EBV-specific Cytotoxic T-lymphocytes (CTLs) for Refractory EBV Infection

1. Patients with Epstein-Barr virus infections post allogeneic HSCT or with primary
immunodeficiencies with:

- Increasing or persistent quantitative EBV RT-PCR DNA copies despite two weeks of
appropriate anti-viral therapy and/or

- progressive clinical symptoms attributable to EBV, including biopsy proven colitis,
lymphadenopathy, hepatomegaly, splenomegaly AND/OR

- Medical intolerance to anti-viral therapies including:

- intolerance to rituximab Consent: Written informed consent given (by patient or legal
representative) prior to any study-related procedures.

Performance Status > 30% (Lansky < 16 yrs and Karnofsky > 16 yrs) Age: 0.1 to 30.99 years
The first 3 patients entered and possibly the next 3 patients entered will be limited to
age 12.0 - 30.99 years. See section 9.3.4 for age eligibility in the first 6 patients.
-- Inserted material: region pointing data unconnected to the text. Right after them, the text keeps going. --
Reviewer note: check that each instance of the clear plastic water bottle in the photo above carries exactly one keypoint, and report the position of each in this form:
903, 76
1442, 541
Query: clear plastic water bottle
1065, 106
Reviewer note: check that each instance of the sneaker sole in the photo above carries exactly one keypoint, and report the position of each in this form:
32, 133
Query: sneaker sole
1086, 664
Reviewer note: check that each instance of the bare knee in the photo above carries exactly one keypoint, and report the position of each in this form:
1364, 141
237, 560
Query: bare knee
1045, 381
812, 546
There will be a temporary hold until 45 days after the 3rd patient and possibly the 6th
patient has received their EBV-CTLs, The study should be reopened for patients of all ages
(0.1-30.99 years). (See Section 9.3.4 for instructions) Females of childbearing potential
with a negative urine pregnancy test

2 Donor Eligibility 5.2.1 Related donor available with a T-cell response to the EBV MACS®
GMP PepTivator antigen(s) causing the therapy-refractory EBV infection.
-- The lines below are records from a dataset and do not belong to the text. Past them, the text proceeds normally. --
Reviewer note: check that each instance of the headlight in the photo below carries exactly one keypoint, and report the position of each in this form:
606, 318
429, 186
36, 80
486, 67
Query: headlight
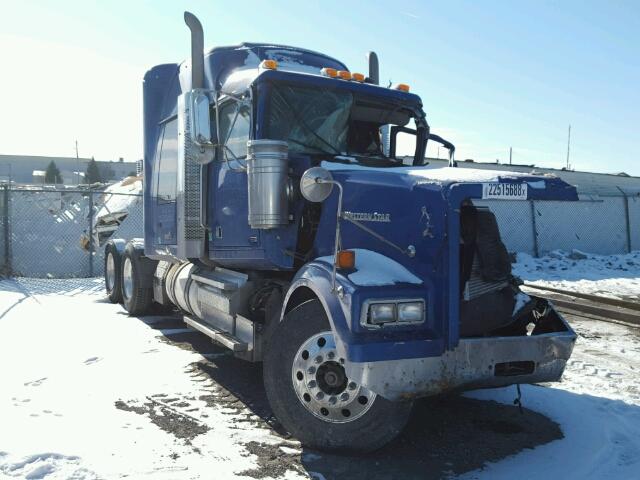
411, 312
382, 313
395, 312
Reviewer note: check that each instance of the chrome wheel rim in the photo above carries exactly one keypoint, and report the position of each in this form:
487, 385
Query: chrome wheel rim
127, 278
321, 383
110, 272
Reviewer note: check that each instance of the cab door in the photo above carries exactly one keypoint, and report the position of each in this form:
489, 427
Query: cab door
230, 225
165, 185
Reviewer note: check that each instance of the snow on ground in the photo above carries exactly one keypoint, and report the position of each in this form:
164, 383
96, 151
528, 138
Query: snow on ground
119, 196
597, 405
88, 392
615, 276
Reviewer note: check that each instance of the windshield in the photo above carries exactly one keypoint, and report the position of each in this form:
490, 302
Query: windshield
331, 121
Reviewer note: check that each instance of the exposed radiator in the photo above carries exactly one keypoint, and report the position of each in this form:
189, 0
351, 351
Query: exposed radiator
477, 286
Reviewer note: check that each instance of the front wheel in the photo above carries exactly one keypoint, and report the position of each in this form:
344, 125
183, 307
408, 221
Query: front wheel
311, 395
112, 274
136, 298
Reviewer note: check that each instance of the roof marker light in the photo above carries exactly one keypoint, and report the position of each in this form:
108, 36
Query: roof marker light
269, 64
329, 72
403, 87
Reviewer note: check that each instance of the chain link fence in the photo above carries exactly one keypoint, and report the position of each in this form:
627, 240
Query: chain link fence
48, 233
606, 225
59, 233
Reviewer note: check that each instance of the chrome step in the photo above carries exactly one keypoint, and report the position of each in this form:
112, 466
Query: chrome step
221, 278
219, 336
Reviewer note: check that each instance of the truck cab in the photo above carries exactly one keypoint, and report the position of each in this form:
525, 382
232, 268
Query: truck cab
279, 221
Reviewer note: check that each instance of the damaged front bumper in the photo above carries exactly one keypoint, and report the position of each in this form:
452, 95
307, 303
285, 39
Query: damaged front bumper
485, 362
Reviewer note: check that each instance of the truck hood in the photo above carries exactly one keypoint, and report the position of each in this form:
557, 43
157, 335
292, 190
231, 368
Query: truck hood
540, 187
415, 208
1. Original related allogeneic donor (if AlloHSCT recipient) if available: confirmatory
testing to respond to corresponding MACS GMP Peptivator IgG positive EBV and/or EBV
select.

2. Third Party Related Allogeneic Donor: If original donor is not available or does not
have a T-cell response: third party related allogeneic donor (family donor > 1 HLA A,
B, DR match to recipient) with IgG positive to EBV and/or a T-cell response at least
to the viral MACS® GMP PepTivator EBV Select (containing among other antigens, NA-1,
LMP2A and BZLF-1).

AND Allogeneic donor disease screening is complete similar to hematopoietic stem cell
donors (Appendix 1).

AND Obtained informed consents by donor or donor legally authorized representative prior to
donor collection.

3 Patient exclusion criteria:

A patient meeting any of the following criteria is not eligible for the present study:

Patient with acute GVHD > grade 2 or extensive chronic GVHD at the time of CTL infusion
Patient receiving steroids (>0.5 mg/kg prednisone equivalent) at the time of CTL infusion
Patient treated with donor lymphocyte infusion (DLI) within 4 weeks prior to CTL infusion
Patient with poor performance status determined by Karnofsky (patients >16 years) or Lansky
(patients ≤16 years) score ≤30% Concomitant enrollment in another experimental clinical
trial investigating the treatment of refractory EBV infection Any medical condition which
could compromise participation in the study according to the investigator's assessment
Known HIV infection Female patient of childbearing age who is pregnant or breast-feeding or
not willing to use an effective method of birth control during study treatment.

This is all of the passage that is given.